The complete festival schedule:
10:00 a.m.: Charlotte Symphony Musical Petting Zoo at Creativity Caravan
10:15 a.m.: Portrait Painting Demo with Gordon James at Live Art Circle
11:15 a.m.: Drums4Life at the main stage
11:30 a.m.: Blue Moon Puppets (Roaming)
11:30 a.m.: Portrait Paint-Off at Live Art Circle
12 p.m.: Guided tours at Bechtler, Gantt, Mint
12:30 p.m.: Conscious Co-Creation: Micaila Milburn Thomas performance on main stage
1 p.m.: Guided tours at Bechtler, Gantt, Mint
1:15 p.m.: Caroline Calouche & Co. Creativity Caravan Aerial Dance at Creativity Caravan
2 p.m.: Guided tours at Bechtler, Gantt, Mint
2:30 p.m.: Africano Campbell performance on main stage
3 p.m.: Art class with Cathay Dawkins at Live Art Circle
3:15 p.m.: Dancehall Groove with Soumayah on main stage
4:15 p.m.: Tenya Colemon performance on main stage
5:00 p.m. Salsa Dancing with Rossana Fore on main stage
More about each museum:
BECHTLER MUSEUM OF MODERN ART
The Bechtler’s building, designed by Swiss architect Mario Botta, is a modern work of art itself, and Niki de Saint Phalle’s iconic outdoor sculpture, “The Firebird,” welcomes visitors. Inside, you’ll find fine art exhibitions, films, jazz, classical concerts, and talks. The House That Modernism Built (through Sept. 11) explores mid-20th century art, furniture, textiles, and more, offering examples of how the principles of modernism still resonate today. The Art of the Print (through June 19) explores the medium of printmaking and how the different processes work. Examples by Eduardo Chillida, Marino Marini, Martin Disler, and many others are spotlighted. 420 S. Tryon St.
HARVEY B. GANTT CENTER FOR AFRICAN-AMERICAN ARTS + CULTURE
Once called the Afro-American Cultural Center, this museum opened in the 1970s and jumped around to different venues before settling in its current South Tryon Street location in 2009. Dance Theatre of Harlem: 40 Years of Firsts (through June 26) celebrates the famous ensemble with costumes, set pieces, and video excerpts. 1960Now (through June 26) is the work of photographer and activist Sheila Pree Bright, who provides black-and-white images of the ’60s Civil Rights movement and current activists.
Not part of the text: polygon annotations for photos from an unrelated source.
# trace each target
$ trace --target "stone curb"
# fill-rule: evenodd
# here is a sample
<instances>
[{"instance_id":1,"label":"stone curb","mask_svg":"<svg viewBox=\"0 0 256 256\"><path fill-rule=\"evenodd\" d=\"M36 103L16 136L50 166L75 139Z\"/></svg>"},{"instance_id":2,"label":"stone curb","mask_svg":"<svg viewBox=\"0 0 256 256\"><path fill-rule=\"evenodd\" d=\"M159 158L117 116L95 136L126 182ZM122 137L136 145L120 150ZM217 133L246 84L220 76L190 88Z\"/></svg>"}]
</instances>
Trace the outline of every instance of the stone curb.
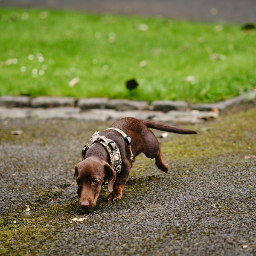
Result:
<instances>
[{"instance_id":1,"label":"stone curb","mask_svg":"<svg viewBox=\"0 0 256 256\"><path fill-rule=\"evenodd\" d=\"M86 121L116 120L134 116L140 119L173 123L197 123L218 118L219 111L227 107L256 100L256 91L232 99L209 104L189 106L185 102L108 100L72 97L26 96L0 97L0 119L36 118Z\"/></svg>"}]
</instances>

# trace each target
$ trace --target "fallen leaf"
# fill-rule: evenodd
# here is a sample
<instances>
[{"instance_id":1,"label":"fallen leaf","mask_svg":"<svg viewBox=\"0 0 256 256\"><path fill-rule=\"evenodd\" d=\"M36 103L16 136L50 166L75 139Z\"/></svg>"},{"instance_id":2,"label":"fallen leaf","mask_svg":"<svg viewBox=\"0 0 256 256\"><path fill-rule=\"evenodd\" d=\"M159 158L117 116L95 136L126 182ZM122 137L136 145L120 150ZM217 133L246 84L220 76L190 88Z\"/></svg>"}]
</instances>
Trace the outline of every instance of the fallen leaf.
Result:
<instances>
[{"instance_id":1,"label":"fallen leaf","mask_svg":"<svg viewBox=\"0 0 256 256\"><path fill-rule=\"evenodd\" d=\"M140 24L137 26L137 29L139 31L146 31L148 26L146 24Z\"/></svg>"},{"instance_id":2,"label":"fallen leaf","mask_svg":"<svg viewBox=\"0 0 256 256\"><path fill-rule=\"evenodd\" d=\"M79 218L79 219L77 220L77 221L79 222L81 222L82 221L83 221L85 219L85 218Z\"/></svg>"},{"instance_id":3,"label":"fallen leaf","mask_svg":"<svg viewBox=\"0 0 256 256\"><path fill-rule=\"evenodd\" d=\"M167 133L167 132L163 132L161 134L161 137L165 139L166 138L167 138L168 137L169 135L169 134L168 134L168 133Z\"/></svg>"},{"instance_id":4,"label":"fallen leaf","mask_svg":"<svg viewBox=\"0 0 256 256\"><path fill-rule=\"evenodd\" d=\"M23 132L23 131L11 131L11 134L15 135L20 135L22 134Z\"/></svg>"}]
</instances>

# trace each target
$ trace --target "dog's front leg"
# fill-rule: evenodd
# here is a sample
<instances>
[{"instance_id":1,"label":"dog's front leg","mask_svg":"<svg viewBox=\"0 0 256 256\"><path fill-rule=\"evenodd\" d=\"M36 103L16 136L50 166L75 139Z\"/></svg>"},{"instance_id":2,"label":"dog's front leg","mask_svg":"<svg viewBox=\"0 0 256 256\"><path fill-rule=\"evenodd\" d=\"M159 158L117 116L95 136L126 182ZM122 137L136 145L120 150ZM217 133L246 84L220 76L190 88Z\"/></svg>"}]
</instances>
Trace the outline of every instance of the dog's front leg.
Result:
<instances>
[{"instance_id":1,"label":"dog's front leg","mask_svg":"<svg viewBox=\"0 0 256 256\"><path fill-rule=\"evenodd\" d=\"M123 163L122 165L121 172L114 183L113 191L108 197L107 201L109 202L111 201L114 202L116 200L120 200L122 196L123 191L131 171L131 163L125 164Z\"/></svg>"}]
</instances>

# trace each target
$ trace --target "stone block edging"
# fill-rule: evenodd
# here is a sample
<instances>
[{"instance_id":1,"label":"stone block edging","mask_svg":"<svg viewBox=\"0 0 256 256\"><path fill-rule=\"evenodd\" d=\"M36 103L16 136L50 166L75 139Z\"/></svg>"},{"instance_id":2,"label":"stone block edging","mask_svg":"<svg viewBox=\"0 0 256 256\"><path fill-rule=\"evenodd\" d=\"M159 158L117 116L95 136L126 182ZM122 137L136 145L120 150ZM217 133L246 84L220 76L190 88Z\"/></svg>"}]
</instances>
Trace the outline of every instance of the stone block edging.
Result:
<instances>
[{"instance_id":1,"label":"stone block edging","mask_svg":"<svg viewBox=\"0 0 256 256\"><path fill-rule=\"evenodd\" d=\"M69 97L41 96L32 98L27 96L3 96L0 97L0 106L6 108L77 107L82 111L93 109L109 109L117 111L151 110L167 113L171 111L186 111L188 109L199 111L210 111L217 108L222 111L236 104L256 100L256 90L231 99L210 104L195 104L189 106L183 101L155 101L151 104L145 101L127 99L110 99L105 98L90 98L77 99Z\"/></svg>"}]
</instances>

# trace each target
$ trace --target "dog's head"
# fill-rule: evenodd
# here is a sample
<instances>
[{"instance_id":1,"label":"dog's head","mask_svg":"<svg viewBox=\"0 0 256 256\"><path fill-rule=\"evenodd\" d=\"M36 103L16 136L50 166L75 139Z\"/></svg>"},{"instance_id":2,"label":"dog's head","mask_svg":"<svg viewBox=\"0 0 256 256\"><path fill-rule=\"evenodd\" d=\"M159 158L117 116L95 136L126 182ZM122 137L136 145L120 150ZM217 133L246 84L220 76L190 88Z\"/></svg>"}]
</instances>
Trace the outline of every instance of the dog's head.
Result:
<instances>
[{"instance_id":1,"label":"dog's head","mask_svg":"<svg viewBox=\"0 0 256 256\"><path fill-rule=\"evenodd\" d=\"M116 175L106 162L91 157L75 166L74 176L78 186L77 195L80 206L84 209L95 206L101 188L108 180L108 189L111 193Z\"/></svg>"}]
</instances>

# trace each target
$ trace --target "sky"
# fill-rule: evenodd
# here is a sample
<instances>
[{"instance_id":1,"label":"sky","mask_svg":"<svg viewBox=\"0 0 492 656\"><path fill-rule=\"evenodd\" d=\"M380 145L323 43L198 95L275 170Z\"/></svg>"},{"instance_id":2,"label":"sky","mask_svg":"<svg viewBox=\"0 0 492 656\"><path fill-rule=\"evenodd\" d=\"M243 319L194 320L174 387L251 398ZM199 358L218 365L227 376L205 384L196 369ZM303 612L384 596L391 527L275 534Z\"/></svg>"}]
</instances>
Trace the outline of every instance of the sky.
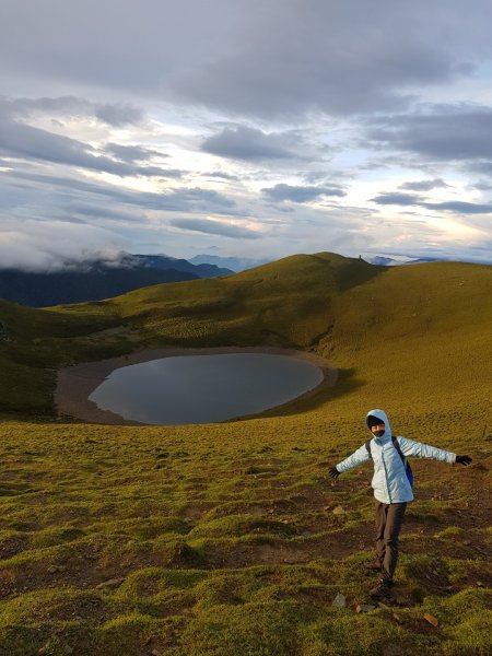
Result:
<instances>
[{"instance_id":1,"label":"sky","mask_svg":"<svg viewBox=\"0 0 492 656\"><path fill-rule=\"evenodd\" d=\"M492 263L490 0L1 0L0 268Z\"/></svg>"}]
</instances>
The museum’s permanent exhibition, the John & Vivian Hewitt Collection of African-American Art, showcases the work of 20 artists, including Charlotte native Romare Bearden. 551 S. Tryon St.
MINT MUSEUM UPTOWN
The offshoot of its sister location on Randolph Road, the Mint Museum Uptown has a renowned craft and design exhibit that showcases works in a variety of materials, as well as collections of American, contemporary, and European art. Here & Now: 80 Years of Photography at the Mint (through Sept. 18) highlights about 100 photos from the Mint’s permanent collection. Pumped: The Art & Craft of Shoemaking (through July 31) shows the wildest and most fascinating shoes from the museum’s permanent collection. 500 S. Tryon St.